Feds drop "no match" rule that threatened 12.7 million legal jobs
The Department of Homeland Security privately dropped its proposed "no match" rule over the Thanksgiving break, according to a statement issued by the ACLU:
SAN FRANCISCO – The Department of Homeland Security (DHS) abandoned its attempt to enforce its proposed "no match" rule that would improperly use social security records for immigration enforcement. In a late Friday afternoon court filing the day after Thanksgiving in federal court in San Francisco, DHS requested that a lawsuit challenging the rule be put on hold until March 2008. The government plans to publish a revised rule in December 2007 that it claims will pass legal muster.
The lawsuit was brought by the American Federation of Labor and Congress of Industrial Organizations (AFL-CIO), the American Civil Liberties Union, the National Immigration Law Center (NILC) and labor groups to block the proposed "no match" rule which would require employers to penalize or fire U.S. citizens and legal workers whose social security numbers don't match up with the Social Security Administration (SSA) database. The lawsuit charges that the SSA database is fundamentally flawed and error-prone, and that the rule would result in the firing of countless legal workers as well as discrimination against those who look or sound "foreign." (emphasis added) [ACLU]

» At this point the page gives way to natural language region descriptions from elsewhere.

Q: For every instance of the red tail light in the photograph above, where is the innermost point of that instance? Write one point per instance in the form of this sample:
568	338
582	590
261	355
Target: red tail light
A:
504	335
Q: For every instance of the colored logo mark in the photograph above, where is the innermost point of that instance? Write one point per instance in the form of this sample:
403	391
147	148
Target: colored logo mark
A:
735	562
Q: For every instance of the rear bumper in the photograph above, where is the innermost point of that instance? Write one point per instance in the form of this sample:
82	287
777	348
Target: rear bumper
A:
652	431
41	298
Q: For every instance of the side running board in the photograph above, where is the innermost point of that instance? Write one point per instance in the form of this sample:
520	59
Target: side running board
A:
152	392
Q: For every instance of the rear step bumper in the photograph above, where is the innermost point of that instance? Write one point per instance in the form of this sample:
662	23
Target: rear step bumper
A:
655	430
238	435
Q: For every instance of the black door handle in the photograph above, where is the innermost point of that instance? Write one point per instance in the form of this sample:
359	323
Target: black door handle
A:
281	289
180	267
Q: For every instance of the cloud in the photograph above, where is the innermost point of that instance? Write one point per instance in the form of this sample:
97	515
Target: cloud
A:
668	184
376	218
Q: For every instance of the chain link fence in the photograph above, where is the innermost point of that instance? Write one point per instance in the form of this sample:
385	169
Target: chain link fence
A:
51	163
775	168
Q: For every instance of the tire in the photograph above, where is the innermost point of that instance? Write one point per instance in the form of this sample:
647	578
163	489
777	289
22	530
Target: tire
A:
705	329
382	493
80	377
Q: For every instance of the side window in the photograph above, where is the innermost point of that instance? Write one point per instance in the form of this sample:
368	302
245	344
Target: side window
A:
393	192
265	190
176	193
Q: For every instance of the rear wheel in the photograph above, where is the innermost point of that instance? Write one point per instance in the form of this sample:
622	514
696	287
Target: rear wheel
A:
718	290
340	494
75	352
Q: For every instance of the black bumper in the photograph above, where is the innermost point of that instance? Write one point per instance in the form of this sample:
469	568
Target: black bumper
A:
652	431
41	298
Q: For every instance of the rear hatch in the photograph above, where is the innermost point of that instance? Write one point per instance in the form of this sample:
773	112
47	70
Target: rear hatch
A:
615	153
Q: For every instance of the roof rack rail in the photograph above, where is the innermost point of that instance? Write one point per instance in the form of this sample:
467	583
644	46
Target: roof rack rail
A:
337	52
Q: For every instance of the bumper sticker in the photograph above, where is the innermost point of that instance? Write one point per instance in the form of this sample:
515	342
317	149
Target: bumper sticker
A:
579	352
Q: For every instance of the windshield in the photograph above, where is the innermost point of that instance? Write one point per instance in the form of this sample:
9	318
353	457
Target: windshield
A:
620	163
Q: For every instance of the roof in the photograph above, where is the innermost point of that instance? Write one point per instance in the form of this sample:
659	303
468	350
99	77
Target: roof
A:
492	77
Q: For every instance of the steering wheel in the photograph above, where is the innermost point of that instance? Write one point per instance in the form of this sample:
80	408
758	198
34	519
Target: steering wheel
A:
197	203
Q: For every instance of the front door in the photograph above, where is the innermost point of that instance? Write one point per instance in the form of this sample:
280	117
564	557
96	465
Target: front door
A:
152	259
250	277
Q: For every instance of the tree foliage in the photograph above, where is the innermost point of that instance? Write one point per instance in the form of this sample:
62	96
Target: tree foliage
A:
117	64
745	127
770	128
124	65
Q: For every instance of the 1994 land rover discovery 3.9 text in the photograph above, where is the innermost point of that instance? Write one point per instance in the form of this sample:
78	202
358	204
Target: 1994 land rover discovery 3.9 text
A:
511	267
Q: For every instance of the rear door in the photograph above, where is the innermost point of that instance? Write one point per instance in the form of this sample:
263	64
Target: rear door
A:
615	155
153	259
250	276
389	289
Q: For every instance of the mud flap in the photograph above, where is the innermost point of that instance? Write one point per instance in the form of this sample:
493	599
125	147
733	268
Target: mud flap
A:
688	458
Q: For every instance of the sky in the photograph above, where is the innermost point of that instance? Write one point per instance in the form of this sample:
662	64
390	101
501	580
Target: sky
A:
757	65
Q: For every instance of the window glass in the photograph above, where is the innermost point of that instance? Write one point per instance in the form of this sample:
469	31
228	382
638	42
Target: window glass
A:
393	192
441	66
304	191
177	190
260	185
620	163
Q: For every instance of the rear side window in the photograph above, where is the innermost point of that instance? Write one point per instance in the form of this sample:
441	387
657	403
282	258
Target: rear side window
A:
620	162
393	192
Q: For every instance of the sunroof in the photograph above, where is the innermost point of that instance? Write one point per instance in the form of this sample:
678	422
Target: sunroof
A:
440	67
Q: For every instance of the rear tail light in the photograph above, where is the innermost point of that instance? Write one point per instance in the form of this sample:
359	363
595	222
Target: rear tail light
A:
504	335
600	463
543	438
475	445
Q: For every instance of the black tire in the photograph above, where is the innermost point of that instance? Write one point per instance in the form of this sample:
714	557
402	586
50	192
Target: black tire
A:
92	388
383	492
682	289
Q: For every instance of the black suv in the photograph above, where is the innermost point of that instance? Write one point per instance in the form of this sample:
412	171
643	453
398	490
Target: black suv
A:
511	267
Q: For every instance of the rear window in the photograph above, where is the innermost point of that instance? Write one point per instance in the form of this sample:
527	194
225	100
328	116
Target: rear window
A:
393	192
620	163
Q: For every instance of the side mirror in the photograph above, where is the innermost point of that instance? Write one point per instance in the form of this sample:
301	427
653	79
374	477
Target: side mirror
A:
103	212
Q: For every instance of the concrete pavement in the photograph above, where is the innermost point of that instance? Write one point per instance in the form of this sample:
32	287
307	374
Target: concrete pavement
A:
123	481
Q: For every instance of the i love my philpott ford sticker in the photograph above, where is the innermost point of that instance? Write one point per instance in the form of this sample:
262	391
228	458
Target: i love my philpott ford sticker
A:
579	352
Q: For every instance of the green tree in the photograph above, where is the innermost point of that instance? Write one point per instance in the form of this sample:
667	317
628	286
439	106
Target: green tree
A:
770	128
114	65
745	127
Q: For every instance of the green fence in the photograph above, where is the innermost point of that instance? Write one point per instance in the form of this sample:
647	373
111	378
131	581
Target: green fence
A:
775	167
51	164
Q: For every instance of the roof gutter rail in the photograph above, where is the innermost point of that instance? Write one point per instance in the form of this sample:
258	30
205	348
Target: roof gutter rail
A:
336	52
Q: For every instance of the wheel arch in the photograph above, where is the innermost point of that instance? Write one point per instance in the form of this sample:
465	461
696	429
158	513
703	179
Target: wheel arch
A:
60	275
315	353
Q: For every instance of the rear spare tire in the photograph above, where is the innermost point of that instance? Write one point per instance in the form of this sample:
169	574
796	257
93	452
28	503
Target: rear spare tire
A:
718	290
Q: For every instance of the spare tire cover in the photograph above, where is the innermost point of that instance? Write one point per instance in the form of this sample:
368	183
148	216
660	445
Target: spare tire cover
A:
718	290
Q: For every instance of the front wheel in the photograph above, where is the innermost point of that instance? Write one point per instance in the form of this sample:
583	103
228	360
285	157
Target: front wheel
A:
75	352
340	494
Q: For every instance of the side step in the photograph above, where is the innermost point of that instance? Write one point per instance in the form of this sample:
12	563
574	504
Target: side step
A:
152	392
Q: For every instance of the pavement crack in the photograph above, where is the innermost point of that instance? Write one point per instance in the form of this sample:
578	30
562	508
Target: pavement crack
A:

The government opted to take its plan back to the drawing board, rather than fighting to justify the flawed proposal in court:
The government’s proposal was a response to an indefinite delay to the rule ordered Oct. 10 by the judge, Charles R. Breyer of Federal District Court in San Francisco. Judge Breyer found that the government had failed to follow proper procedures in issuing the rule and that it should have completed a survey of its impact on small business.
He also found that the Social Security database the government would use to verify workers’ status was full of errors, so the rule could lead to the dismissal of many thousands of workers who were American citizens or legal immigrants. [NYT]
These errors are not trivial. Nearly 13 million legal workers could have lost their jobs because of errors in the database:
Some businesses welcomed the rule because it clarified what they had to do to avoid immigration raids. But the labor unions cited a report from the inspector general of the Social Security Administration finding that 12.7 million of the records of United States citizens in the agency’s database contained errors that could lead to them being fired. (emphasis added) [NYT]
The immigration authorities are zealots.
Estimates vary, but there are probably only about 6 million undocumented migrants working in the US today. So, DHS was willing to threaten 12.7 million legal jobs in the hopes of penalizing 6 million undocumented workers!
Now, remind me again, who's trying to take jobs away from Americans?